There are a lot of really great worksheets and activities out there that can really help students learn.
Then there are the word searches, crossword puzzles, mazes, and coloring sheets that–you have to admit–are just busy work.
When you go online searching for a worksheet to use in class, do you take some time to think about whether the ones you find actually teach them anything?
Will it challenge help them think about concepts in new ways? Will it put them to work? Will it require your help and give you the opportunity to clarify some important idea about our faith?
Be careful not to go searching for busy work. The kids may be quiet (and who doesn’t want that!) but that doesn’t mean they are learning.
Busy work doesn’t draw someone closer to Christ. We have to challenge them to think, reflect, meditate, and pray for that to happen.

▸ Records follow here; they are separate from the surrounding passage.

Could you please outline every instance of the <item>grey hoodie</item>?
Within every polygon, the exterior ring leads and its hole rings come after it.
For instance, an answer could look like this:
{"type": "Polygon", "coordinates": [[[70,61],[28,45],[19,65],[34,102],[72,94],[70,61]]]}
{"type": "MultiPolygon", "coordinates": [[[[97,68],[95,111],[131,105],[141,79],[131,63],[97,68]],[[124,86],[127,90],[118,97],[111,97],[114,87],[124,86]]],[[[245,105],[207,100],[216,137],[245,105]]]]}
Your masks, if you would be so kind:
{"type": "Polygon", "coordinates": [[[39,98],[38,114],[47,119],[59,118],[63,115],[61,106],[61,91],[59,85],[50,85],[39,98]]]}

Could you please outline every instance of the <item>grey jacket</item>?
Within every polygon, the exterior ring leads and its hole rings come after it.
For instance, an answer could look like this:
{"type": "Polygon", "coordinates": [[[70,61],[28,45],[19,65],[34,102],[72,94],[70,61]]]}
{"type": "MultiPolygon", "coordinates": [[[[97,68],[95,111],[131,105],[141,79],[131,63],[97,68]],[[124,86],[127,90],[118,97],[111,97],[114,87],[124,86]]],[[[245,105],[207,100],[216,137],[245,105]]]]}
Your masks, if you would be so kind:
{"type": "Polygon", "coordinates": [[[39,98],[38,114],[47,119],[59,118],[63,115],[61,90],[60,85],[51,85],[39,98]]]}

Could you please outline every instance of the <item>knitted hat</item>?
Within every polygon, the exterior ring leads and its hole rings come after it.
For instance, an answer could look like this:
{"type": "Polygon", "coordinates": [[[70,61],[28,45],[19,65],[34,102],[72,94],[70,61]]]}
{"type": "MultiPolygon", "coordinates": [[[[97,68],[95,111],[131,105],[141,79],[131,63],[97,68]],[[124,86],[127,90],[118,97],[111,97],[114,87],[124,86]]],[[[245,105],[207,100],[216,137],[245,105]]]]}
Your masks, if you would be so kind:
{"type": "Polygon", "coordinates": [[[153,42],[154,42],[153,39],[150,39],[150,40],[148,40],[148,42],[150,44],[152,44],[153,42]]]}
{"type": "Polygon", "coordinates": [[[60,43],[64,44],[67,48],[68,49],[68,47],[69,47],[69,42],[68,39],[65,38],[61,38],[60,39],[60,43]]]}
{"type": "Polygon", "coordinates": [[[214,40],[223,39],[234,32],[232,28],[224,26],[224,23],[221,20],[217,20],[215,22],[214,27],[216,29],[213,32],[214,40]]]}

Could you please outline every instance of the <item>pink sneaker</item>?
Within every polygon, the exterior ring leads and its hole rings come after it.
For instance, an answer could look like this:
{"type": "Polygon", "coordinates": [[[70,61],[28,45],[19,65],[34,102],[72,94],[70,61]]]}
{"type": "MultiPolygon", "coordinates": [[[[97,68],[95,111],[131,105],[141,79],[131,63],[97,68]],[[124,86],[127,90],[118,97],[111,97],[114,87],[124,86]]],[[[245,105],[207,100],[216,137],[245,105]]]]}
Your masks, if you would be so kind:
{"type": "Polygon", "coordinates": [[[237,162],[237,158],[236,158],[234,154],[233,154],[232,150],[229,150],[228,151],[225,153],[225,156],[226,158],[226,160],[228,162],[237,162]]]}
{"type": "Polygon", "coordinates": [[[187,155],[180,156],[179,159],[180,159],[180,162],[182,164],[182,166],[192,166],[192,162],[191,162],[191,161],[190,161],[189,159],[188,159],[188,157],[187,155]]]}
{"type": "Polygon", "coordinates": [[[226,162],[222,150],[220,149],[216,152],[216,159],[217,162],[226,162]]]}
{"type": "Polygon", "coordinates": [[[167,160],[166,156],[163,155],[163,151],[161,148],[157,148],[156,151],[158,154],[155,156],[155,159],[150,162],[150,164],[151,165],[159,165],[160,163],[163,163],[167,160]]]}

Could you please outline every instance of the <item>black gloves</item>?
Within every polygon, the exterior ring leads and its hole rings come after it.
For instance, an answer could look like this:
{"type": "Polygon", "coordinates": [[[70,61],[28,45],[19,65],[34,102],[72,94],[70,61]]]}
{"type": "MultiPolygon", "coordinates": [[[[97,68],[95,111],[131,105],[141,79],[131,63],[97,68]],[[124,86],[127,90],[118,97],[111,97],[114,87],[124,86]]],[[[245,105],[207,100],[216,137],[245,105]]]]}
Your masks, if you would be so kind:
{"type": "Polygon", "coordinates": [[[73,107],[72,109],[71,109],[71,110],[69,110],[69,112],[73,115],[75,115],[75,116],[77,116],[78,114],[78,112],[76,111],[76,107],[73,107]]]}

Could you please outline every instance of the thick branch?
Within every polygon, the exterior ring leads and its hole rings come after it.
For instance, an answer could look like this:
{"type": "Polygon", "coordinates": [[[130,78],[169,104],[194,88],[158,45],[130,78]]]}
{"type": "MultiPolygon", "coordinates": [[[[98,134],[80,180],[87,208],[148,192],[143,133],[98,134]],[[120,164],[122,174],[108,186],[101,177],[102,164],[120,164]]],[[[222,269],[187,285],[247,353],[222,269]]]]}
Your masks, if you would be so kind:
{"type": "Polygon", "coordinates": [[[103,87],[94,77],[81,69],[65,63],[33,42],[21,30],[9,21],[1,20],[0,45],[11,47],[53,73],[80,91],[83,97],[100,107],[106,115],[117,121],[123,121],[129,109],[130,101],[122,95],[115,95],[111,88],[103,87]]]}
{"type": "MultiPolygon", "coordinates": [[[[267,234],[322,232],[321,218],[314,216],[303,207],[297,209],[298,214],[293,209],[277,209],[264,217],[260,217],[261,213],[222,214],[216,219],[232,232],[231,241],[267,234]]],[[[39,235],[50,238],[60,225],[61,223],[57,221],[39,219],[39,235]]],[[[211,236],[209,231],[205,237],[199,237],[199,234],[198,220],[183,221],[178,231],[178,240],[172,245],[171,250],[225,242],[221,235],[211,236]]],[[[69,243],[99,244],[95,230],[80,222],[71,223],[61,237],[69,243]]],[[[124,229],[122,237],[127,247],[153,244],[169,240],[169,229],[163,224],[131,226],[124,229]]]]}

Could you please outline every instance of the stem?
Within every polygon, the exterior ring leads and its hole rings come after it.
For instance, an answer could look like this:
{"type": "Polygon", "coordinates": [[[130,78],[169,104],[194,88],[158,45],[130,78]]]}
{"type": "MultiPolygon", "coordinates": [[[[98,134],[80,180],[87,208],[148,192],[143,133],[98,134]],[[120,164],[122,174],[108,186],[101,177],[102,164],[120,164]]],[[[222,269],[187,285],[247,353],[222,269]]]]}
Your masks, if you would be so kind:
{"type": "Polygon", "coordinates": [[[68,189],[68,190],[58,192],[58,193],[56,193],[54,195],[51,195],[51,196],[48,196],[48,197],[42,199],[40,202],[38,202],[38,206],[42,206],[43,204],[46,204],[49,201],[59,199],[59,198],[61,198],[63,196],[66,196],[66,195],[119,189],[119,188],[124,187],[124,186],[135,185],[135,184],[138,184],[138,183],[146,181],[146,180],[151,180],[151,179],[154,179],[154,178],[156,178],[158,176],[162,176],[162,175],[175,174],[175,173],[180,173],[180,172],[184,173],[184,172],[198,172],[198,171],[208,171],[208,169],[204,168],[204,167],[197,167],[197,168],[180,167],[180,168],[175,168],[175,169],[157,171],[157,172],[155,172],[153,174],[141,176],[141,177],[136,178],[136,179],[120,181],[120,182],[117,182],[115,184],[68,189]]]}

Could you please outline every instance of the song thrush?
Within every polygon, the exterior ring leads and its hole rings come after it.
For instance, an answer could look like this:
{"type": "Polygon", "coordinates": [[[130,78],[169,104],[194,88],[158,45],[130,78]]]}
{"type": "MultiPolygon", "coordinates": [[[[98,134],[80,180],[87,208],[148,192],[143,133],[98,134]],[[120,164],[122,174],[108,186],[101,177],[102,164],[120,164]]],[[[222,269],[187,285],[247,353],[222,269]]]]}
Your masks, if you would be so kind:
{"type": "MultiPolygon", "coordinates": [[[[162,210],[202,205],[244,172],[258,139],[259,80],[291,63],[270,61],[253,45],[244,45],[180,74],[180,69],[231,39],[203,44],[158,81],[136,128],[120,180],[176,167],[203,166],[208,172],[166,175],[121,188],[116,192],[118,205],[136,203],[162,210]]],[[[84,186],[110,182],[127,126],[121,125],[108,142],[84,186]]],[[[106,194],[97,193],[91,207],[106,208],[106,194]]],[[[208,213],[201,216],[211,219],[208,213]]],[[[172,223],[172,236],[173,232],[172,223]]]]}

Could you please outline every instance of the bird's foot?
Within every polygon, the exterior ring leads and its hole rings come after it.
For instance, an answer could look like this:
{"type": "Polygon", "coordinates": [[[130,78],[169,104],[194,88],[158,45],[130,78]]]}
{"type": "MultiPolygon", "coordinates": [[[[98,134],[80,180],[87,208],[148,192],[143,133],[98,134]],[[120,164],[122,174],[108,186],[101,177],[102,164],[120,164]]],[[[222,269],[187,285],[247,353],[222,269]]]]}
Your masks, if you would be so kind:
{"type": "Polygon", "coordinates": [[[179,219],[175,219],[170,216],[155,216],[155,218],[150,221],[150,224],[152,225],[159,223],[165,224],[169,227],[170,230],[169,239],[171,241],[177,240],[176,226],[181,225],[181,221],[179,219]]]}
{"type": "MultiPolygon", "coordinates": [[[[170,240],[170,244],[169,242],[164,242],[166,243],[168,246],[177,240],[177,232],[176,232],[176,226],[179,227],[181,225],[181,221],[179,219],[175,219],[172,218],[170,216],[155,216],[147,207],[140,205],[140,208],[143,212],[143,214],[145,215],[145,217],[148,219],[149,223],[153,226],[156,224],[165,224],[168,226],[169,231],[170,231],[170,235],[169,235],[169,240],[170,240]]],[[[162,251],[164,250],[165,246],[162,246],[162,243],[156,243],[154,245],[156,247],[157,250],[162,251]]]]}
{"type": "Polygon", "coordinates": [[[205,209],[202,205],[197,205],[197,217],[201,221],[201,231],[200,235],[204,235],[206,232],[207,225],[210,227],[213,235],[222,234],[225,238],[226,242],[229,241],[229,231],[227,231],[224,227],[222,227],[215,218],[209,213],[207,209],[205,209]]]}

Mistake #3: We read the textbook.
“Sarah, then Jim, then Robby. Alright, go ahead and read.”
That’s how a lot of my classes went early on. We read the textbook and we read it out loud as a class.
No, that’s not true. One student read.
And what were the other students doing? Were they listening?
We both know what happens when we read the book in class right?
Teacher: “OK, Johnny, go ahead and read the next paragraph.”
Johnny: “Uhh…Uhh…where are we?”
Teacher: “Paragraph four, the one beginning with the word, ‘only.’”
Johnny: “Uhh…I’m not seeing it.”
What in the world was poor Johnny doing while his classmates were reading out loud? Was he following along? Clearly not.
Was he listening? Maybe, but not enough to know where we were in the book.
It happened all the time.
That’s because reading the textbook out loud in class is boring. And it only involves one person at a time who is actually required to DO something.
I know, I get it. The teacher’s manual you are using told you read the book in class. Yep, that’s what the book is for: to read it. Right?
But don’t read it in class.
It isn’t engaging. It doesn’t get the kids interested or doing anything to learn. And it takes up a ton of time.
Do ballet dancers read books about ballet before they perform?
Do football coaches give players reading assignments instead of practicing for a game?
Does a book help a teenager learn how to parallel park?
Sure, books can be a huge help, but they are useless unless you apply and practice what you read.
Avoid these mistakes and do this instead . . .
Most educators start out thinking that they have to put on some kind of performance to keep the kids engaged. This is overwhelming and exhausting.
Instead, the best way to teach is to keep the kids focused on accomplishing a specific goal with activities to help them practice and produce something tangible.
That incredible lecture you planned or PowerPoint you prepared is not nearly as important as the activities you plan for the students to do or the graphic organizers (worksheets) they use to help them understand the lesson of the day.
Our #1 priority with everything we plan in class should be this:
Keep the students active. They should be working harder than you to reach the goals you have set for them.
To be an effective religious educator you have to be a leader, not a lecturer.
Thank you for taking your time to gently remind us to step back and refocus our true intentions for our students.
Jared, you are tremendous! God bless you.